2025年5月27日、自民・公明・立憲の3党は「基礎年金の底上げ」を含む年金制度改革案を大筋で合意しました。
少子高齢化が進む日本にとって、年金改革は将来の暮らしを大きく左右する重要テーマです。本記事では、基礎年金の底上げとは何か、そして世代別にどんなメリット・デメリットがあるのかを分かりやすくまとめます。
1. 基礎年金(国民年金)とは?
- 20歳以上60歳未満の全国民が加入する“老後の土台”となる年金。
- 2025年度の満額は月約 6.9 万円(年 83 万円程度)。
- 厚生年金に入っていない自営業・フリーランス・非正規の人は、この基礎年金が老後収入の中心になる。
ところが財政検証(公的年金の健康診断)では、2040年代半ばまでに給付水準が最大30%下がる恐れが指摘されています。「底上げ策」はこの“将来の目減り”を食い止めるための安全ネットです。
2. 改革案で示された「底上げ」の仕組み
- 2029年に行われる次回財政検証で、もし給付水準が一定以下に下がると判定された場合、国が自動的に基礎年金を補填。
- 財源は
- 厚生年金の積立金の一部
- 国庫負担(税金)
- 補填方法や金額は検証結果に連動する「トリガー方式」なので、景気や賃金の動きによって変動。
ポイント:実際にいくら増えるかは2029年の検証結果を待たなければ確定しません。
3. 立憲民主党の試算例(イメージ)
参考として、立憲民主党が示したシミュレーションを見てみましょう。
モデルケース | 改革前 | 改革後(底上げ適用) | 差額 |
---|---|---|---|
40歳男性 (平均賃金・40年間就労) |
総受給額:約 3,600 万円 | 総受給額:約 3,846 万円 | + 約 246 万円 |
※あくまでも試算値。将来の賃金・物価・保険料納付状況で変わります。
4. 世代別のメリット・デメリット
◆ 就職氷河期世代(現在40〜50代)
- メリット:非正規比率が高く厚生年金が薄い層にとって、基礎年金の増額は生活の下支えになる。
- デメリット:未納・未加入期間が長いと満額をもらえず、恩恵が限定的になる恐れ。
◆ 若年層(30代以下)
◆ 高齢層(60代以上)
- メリット:制度全体が安定することで破綻リスクが下がる。
- デメリット:厚生年金積立金を基礎年金に回すことで、一部の高所得受給者は一時的な減額リスク。
5. 財源問題と今後の課題
- 厚生年金の積立金をどこまで振り替えるか──会社員・経営者から「流用だ」との批判も。

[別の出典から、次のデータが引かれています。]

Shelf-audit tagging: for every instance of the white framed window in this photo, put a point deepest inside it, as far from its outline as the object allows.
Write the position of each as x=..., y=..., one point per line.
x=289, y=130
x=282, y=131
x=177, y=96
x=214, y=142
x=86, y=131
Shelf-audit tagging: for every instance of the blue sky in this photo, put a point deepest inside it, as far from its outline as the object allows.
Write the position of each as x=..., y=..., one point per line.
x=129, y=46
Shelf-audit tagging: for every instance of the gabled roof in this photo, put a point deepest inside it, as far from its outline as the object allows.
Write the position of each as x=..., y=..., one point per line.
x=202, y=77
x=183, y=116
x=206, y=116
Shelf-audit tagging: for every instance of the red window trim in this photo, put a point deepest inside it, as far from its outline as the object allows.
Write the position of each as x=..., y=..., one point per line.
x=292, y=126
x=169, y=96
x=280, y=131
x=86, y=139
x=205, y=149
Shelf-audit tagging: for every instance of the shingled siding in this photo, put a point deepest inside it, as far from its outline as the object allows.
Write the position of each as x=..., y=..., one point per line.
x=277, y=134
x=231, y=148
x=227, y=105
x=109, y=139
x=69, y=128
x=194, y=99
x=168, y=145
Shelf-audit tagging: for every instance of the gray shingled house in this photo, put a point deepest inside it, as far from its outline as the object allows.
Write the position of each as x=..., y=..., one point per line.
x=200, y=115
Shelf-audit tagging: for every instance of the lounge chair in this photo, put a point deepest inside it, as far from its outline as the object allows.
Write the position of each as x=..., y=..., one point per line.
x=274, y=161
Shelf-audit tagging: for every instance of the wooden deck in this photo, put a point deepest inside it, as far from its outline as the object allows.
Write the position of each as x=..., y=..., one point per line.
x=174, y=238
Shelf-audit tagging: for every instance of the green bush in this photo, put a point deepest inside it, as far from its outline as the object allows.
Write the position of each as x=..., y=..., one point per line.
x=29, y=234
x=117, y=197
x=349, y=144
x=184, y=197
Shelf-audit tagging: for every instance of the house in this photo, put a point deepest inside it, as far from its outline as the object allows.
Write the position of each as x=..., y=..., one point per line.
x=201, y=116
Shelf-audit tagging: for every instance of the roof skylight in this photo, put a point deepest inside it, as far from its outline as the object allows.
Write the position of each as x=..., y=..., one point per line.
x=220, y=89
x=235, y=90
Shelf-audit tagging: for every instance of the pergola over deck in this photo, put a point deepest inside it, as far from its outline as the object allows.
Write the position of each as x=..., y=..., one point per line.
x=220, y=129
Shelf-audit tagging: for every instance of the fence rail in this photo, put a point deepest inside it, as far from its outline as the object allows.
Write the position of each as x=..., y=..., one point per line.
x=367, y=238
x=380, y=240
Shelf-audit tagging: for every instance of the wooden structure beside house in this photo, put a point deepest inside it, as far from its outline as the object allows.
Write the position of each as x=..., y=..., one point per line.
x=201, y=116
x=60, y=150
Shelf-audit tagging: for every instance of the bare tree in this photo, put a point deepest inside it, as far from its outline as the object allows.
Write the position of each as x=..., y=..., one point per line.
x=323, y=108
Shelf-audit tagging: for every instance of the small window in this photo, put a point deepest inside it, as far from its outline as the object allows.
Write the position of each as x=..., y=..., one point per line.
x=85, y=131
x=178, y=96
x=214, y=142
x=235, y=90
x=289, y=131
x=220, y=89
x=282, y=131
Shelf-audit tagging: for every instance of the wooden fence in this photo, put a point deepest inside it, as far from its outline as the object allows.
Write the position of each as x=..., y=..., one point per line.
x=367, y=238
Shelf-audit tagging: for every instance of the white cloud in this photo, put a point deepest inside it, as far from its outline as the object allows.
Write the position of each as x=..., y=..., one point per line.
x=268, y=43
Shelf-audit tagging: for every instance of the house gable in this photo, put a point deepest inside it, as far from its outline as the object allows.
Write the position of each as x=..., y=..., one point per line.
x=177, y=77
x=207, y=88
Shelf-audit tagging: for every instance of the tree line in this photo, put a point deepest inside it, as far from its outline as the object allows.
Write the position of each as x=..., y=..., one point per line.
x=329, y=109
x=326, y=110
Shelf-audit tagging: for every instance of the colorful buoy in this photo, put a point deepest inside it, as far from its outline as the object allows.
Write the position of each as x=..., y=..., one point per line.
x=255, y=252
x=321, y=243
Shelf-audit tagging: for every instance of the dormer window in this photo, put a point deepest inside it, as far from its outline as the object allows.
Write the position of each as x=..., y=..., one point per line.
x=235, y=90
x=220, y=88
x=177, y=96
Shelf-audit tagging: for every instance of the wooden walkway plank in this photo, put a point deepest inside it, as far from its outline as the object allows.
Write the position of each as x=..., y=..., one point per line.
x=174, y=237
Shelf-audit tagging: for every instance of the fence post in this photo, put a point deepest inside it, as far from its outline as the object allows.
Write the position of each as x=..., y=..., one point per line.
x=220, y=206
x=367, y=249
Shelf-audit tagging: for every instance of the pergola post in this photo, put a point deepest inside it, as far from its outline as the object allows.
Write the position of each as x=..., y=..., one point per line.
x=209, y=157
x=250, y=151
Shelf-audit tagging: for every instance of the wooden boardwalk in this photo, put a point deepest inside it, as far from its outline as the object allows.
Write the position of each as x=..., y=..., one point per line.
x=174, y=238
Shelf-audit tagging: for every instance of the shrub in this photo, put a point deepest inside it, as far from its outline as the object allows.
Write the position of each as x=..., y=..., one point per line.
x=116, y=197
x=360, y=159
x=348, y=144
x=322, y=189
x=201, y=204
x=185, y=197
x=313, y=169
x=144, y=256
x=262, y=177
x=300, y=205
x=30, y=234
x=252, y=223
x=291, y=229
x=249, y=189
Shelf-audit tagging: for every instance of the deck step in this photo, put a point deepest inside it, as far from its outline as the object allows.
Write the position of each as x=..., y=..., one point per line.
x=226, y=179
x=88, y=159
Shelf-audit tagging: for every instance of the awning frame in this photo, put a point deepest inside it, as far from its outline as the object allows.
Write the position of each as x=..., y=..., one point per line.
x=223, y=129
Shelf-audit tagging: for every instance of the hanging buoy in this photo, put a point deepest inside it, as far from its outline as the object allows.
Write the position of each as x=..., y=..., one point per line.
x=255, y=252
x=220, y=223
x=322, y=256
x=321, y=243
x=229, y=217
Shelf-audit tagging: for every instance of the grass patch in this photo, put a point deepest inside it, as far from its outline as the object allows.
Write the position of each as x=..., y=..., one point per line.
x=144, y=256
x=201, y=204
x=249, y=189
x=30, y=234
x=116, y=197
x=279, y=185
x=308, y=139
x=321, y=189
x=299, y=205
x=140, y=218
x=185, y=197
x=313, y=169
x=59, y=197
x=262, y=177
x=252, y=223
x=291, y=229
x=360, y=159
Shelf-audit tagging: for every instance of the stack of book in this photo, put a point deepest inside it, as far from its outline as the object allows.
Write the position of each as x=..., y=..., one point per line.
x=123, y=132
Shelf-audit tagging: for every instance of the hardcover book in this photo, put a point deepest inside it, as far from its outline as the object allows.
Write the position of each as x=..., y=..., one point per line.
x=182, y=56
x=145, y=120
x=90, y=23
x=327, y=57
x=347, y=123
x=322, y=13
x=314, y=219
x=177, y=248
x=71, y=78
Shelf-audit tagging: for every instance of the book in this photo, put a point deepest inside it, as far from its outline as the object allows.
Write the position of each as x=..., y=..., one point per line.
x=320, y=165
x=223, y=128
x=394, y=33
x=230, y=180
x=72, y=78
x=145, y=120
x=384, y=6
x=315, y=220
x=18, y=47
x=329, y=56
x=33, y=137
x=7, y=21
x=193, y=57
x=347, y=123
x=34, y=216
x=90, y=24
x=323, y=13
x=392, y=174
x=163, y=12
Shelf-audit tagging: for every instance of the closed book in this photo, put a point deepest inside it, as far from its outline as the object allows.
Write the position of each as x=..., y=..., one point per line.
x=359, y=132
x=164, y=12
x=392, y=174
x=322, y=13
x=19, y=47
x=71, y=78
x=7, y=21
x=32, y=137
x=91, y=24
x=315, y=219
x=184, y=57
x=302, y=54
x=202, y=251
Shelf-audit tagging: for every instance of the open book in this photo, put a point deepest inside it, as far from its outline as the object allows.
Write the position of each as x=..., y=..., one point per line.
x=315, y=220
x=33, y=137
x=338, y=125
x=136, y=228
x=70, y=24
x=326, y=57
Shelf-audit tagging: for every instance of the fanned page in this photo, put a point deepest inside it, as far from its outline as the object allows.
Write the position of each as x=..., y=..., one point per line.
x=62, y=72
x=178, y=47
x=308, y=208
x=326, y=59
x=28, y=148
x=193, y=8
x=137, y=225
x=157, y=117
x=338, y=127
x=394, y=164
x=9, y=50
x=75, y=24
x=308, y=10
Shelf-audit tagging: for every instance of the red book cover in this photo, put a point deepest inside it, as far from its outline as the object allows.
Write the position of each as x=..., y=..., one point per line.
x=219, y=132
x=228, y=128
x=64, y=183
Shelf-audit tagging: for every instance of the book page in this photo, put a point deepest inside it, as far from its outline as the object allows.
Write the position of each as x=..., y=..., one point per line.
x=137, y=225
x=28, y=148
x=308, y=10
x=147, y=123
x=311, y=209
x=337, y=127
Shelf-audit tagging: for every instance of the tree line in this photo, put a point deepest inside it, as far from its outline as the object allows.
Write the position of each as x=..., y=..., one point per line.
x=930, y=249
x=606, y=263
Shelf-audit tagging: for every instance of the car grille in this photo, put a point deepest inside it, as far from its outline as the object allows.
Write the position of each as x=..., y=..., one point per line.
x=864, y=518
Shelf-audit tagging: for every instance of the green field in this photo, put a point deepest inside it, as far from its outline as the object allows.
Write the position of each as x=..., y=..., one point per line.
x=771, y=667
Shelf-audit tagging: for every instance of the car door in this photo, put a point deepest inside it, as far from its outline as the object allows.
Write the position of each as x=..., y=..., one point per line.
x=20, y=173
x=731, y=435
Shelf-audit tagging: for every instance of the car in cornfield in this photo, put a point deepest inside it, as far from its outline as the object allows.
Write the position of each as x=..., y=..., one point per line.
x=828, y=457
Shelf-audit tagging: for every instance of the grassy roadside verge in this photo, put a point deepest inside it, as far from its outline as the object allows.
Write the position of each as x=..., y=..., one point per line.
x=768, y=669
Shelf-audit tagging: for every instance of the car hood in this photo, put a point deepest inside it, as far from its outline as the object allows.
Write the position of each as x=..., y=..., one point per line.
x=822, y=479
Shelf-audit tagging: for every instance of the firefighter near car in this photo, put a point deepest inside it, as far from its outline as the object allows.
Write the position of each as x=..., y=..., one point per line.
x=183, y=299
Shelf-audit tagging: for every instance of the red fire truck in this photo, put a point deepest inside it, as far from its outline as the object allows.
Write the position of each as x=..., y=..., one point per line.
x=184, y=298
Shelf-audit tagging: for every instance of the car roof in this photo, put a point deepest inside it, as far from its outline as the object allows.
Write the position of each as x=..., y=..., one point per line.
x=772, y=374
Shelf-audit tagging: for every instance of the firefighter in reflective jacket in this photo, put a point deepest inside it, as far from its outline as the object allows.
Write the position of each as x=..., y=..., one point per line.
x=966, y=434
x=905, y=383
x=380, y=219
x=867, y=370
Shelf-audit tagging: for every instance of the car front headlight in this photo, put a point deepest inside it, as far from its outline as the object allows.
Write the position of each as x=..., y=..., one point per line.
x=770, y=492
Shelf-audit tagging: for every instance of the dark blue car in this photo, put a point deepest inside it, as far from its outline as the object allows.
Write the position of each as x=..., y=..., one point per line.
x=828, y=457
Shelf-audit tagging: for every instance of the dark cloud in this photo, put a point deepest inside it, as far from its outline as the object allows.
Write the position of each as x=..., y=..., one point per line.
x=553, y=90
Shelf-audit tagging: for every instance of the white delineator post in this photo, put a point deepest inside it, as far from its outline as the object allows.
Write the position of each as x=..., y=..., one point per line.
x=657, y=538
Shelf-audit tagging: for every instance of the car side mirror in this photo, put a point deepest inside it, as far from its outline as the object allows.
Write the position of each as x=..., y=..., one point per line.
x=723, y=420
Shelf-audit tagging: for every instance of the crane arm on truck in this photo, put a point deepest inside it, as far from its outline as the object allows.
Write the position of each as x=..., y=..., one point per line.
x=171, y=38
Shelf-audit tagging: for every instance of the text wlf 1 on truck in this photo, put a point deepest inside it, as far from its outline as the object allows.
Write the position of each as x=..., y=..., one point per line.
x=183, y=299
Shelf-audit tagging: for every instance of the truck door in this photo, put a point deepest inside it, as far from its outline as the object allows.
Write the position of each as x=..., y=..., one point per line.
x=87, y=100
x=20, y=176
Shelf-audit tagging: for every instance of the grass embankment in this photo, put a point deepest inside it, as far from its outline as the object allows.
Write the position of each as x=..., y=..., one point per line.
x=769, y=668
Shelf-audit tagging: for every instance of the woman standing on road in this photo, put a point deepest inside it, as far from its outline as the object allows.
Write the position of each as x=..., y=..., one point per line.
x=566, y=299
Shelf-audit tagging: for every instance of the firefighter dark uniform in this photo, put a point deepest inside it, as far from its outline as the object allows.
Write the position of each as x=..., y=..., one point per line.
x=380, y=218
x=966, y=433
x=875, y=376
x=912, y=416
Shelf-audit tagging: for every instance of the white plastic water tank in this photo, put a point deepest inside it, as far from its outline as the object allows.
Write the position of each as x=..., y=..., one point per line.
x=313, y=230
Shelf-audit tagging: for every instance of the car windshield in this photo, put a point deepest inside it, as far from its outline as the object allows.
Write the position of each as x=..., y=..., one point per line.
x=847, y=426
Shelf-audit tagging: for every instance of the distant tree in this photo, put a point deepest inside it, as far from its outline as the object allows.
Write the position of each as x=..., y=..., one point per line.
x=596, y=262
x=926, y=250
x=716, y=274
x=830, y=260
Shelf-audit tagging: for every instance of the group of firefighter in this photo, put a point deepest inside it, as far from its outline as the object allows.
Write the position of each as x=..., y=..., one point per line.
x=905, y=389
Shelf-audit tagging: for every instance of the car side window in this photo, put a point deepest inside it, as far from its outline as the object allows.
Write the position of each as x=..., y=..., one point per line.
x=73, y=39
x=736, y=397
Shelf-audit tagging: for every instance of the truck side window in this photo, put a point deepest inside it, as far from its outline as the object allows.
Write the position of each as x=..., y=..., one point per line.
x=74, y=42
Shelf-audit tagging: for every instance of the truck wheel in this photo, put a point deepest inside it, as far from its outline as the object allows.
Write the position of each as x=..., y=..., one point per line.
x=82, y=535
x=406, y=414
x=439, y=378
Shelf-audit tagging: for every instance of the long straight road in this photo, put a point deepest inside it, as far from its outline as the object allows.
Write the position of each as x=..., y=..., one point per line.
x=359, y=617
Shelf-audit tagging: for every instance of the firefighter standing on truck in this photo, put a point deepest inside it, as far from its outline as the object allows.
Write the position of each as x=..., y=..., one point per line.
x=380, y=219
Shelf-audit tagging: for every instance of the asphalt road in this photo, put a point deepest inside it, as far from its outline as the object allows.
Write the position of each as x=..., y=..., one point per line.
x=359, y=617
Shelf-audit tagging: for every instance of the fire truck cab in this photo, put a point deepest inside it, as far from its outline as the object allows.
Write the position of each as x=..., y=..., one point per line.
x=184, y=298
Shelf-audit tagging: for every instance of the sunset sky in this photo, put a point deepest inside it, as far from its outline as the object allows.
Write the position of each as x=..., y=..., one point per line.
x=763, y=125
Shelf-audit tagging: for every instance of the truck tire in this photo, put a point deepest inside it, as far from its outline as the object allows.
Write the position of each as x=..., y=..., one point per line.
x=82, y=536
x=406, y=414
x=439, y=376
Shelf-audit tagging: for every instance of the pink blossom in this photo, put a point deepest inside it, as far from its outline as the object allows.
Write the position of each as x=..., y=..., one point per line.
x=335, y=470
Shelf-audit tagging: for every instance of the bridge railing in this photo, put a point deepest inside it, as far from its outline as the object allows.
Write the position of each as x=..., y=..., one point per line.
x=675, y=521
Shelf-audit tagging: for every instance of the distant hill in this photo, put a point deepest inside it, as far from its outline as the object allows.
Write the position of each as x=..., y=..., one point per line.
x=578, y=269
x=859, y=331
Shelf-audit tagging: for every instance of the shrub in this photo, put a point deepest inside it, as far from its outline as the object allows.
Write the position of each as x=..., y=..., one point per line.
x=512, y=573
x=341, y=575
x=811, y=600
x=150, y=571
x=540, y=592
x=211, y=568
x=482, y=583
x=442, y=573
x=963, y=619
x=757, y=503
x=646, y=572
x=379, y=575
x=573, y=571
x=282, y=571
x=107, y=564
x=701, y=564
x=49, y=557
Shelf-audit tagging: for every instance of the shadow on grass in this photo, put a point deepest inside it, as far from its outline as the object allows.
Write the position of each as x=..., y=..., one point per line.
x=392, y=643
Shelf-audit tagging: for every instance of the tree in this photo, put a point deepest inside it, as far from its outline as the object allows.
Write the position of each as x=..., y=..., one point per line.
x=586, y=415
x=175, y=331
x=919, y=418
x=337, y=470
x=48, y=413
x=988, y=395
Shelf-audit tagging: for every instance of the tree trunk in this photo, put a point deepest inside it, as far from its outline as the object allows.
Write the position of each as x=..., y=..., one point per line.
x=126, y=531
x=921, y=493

- 国庫負担は景気悪化時に不足分を補う必要があり、追加で年2〜3兆円規模の公費が必要になる可能性。
- 2029年の財政検証で具体的な底上げ額が決まるまで、最終的な増減額は不透明。
6. まとめ 注目ポイントはここ!
- 基礎年金の底上げは氷河期世代・自営業など低年金リスク層を守る仕組み。
- 一方で厚生年金積立金の取り崩しや国庫負担増など、財源を巡る課題が残る。
- 2029年の財政検証がターニングポイント。給付水準・増税規模など具体策に注目。
年金制度は「自分にはまだ先の話」と思いがちですが、今の決定が将来の生活を左右します。世代ごとの立場や負担を知ったうえで、今後の議論をウォッチしていきましょう。